The „Natural – Unnatural" dichotomy has been a critical theme in the history of modern art from the times of Charles Baudelaire and Joris-Karl Huysmans to the present day. As a tribute to this critical discussion, Galerie Gmurzynska proudly presents an exhibition of selected works by Andy Warhol and Yves Klein on this theme. Andy Warhol will be represented with two monumental installation pieces: his "Daisy Waterfalls," from 1970-1971, and his silkscreen canvas "Camouflage" from 1986. These large-scale works will be juxtaposed with about a dozen of Yves Klein's "Cosmogonies" from the 1960s.
The "Daisy Waterfall" will take its place on the second floor of Galerie Gmurzynska. Originally commissioned by the Los Angeles Museum of Art under the aegis of its legendary "Art and Technology Program" of 1966-1971, the "Daisy Waterfalls" consist of seventy panels of daisy images, each measuring 46 x 46 cm hidden behind a screen of a real waterfall. While the Daisy images are, of course, purely representational, the waterfall introduces an element of real nature to the installation, thus evoking an equivocal response by the viewer with regard to the "natural" vs. "unnatural" question.
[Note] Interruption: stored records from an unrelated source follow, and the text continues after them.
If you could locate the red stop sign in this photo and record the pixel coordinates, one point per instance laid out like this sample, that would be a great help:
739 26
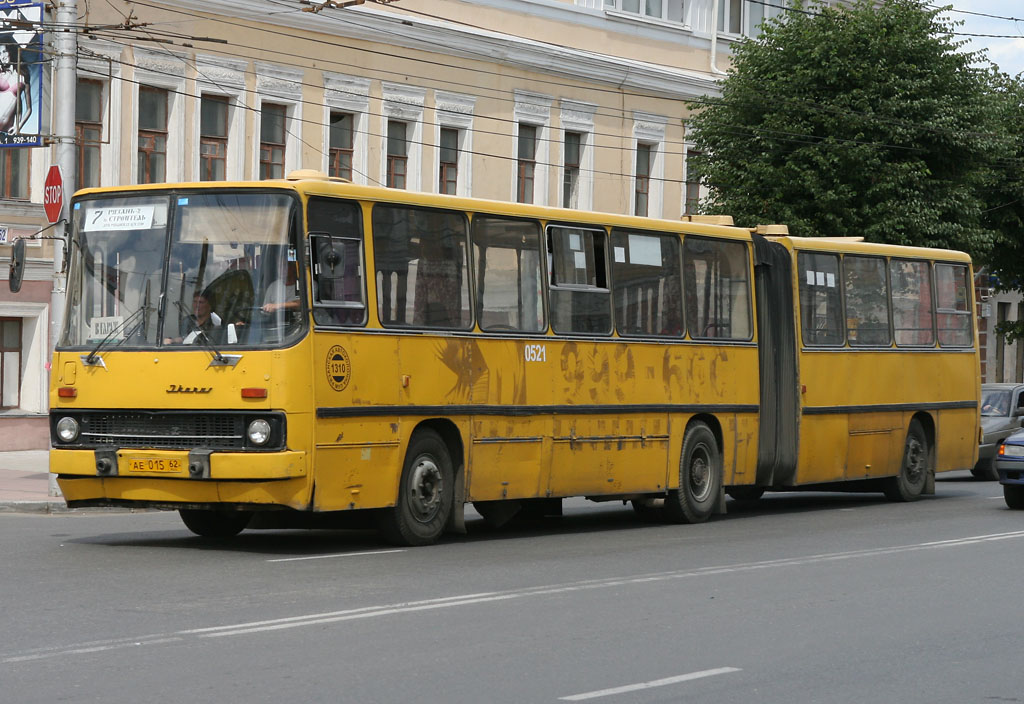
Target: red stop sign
53 193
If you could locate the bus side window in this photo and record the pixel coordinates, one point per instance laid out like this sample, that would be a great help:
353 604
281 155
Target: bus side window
953 312
866 293
580 295
912 308
647 283
507 255
820 303
422 267
717 289
336 246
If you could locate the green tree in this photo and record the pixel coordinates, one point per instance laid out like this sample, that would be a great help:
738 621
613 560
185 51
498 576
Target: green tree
863 120
1005 215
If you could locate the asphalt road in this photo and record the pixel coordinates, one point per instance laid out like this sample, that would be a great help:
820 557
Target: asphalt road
802 598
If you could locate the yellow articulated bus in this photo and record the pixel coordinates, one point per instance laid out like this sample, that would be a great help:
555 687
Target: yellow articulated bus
302 349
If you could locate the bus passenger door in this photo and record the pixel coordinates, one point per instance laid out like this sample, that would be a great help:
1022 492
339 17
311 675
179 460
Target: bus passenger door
777 439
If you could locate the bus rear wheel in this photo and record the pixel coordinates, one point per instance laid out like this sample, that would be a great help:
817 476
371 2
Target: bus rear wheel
213 523
699 478
909 483
425 493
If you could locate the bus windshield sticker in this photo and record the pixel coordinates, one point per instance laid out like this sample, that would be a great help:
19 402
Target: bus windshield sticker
645 250
130 218
339 369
Likewise, in the "Camouflage" work, housed on the first floor of the gallery. Here Warhol plays with the idea of man mimicking nature for military ends. He visually analyzed the patterns used by the military to hide its operations and weapons under a veneer of nature. Like in his "Electric Chair" paintings or his series of paintings depicting the victims of automobile accident, Warhol seeks to discover the inherent beauty underlying the symbols and images of horror.
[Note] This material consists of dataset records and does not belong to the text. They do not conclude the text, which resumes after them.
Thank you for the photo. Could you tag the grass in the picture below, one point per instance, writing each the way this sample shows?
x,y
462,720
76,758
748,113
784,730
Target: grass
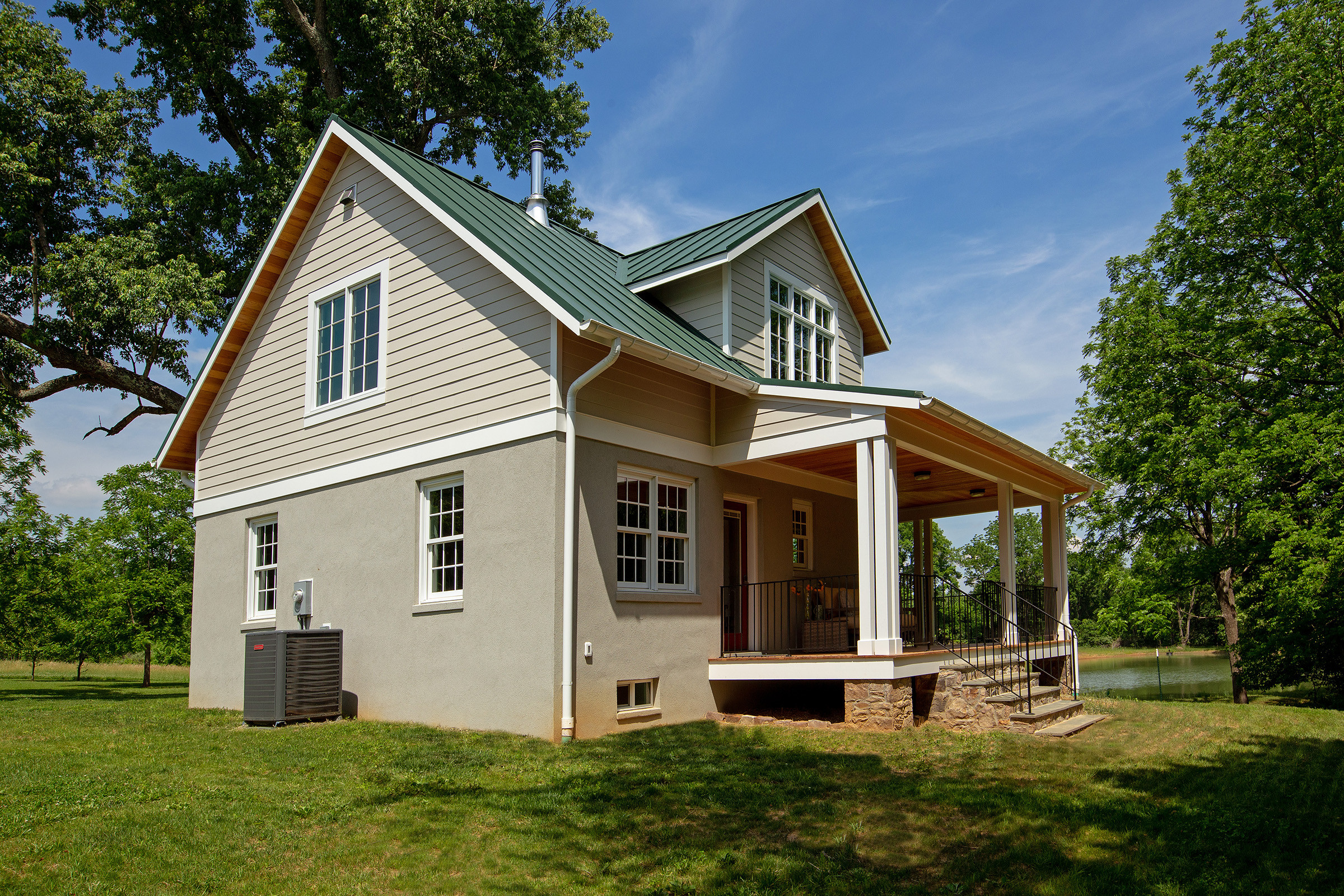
x,y
108,787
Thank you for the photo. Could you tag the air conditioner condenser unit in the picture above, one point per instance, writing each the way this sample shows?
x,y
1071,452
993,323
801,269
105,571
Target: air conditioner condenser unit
x,y
292,676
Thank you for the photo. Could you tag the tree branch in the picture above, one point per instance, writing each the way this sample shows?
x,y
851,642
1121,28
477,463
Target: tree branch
x,y
42,390
128,418
96,370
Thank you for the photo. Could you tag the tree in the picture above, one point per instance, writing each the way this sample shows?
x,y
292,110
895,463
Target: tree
x,y
1213,399
146,540
980,557
115,253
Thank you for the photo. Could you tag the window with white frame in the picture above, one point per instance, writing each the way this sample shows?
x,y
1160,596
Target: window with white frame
x,y
346,342
803,535
636,695
263,567
654,533
442,514
803,336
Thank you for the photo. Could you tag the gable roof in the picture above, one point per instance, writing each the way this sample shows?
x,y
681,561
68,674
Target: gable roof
x,y
578,280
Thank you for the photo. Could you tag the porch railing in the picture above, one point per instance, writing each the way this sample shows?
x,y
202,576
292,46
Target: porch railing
x,y
792,615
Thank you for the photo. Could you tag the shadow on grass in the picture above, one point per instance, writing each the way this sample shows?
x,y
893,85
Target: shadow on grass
x,y
119,689
701,809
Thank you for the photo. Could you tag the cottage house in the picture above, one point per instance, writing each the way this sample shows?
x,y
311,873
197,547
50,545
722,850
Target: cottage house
x,y
549,488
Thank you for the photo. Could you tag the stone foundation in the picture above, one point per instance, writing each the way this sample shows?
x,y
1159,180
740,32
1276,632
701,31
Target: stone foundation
x,y
879,704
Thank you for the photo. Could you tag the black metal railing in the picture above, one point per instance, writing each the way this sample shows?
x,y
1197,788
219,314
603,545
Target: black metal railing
x,y
792,615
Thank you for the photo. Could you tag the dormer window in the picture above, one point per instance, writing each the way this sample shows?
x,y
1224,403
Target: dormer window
x,y
801,334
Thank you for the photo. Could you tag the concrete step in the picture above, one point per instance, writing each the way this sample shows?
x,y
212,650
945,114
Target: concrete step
x,y
1069,726
1047,711
1039,696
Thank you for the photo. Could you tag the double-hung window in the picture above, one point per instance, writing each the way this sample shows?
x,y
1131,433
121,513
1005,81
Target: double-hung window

A more subtle approach to nature is evident from Yves Klein's "Cosmogonies." According to Klein, all aspects of nature interested him: "Men, animals, plants, minerals, atmospheric states. I am interested in all these for my naturometries." However, as he confessed on the same occasion, "for a long time I wanted to temper the whole of nature, with the aid, perhaps, of solar reflectors or some other scientific technique not yet discovered" (Yves Klein, "Le vrai devient réalité," Zéro, Otto Piene and Heinz Mack, eds., Cambirdge, MA: MIT Press, 1973, p. 93).
Although completely abstract, Klein's "Cosmogonies" permanently document the impact of the natural elements on color pigments. Klein succeeded in capturing ephemeral climatic phenomena such as rain affixed by means of a binding agent on board (COS 11) or patterns created by the wind on a sheet of paper attached to the roof of a car driven between Nice and Paris (COS 10 – Vent Paris Nice). The inherent beauty of nature as expressed in these natural patterns can only be made visible with the help of technology (the car, the color pigment), which one would consider as elements extraneous to nature. Klein's ambiguous response to what we describe as natural is perhaps most poignantly expressed in his work RP 5 (Globe terrestre bleu). The work consists of a geoplastic globe of the planet earth covered completely with blue color pigment, whose monochromatic appearance strangely alienates us from the hospitable "blue planet" humankind calls its home.
The concept of the exhibition derives its impact from the interplay of the two distinct sensibilities these artists brought to bear on the notion of "natural – unnatural." They transcend the strict dichotomy between the two concepts and embrace the idea that nature, art and technology form a whole, thereby attesting to their modern spirit.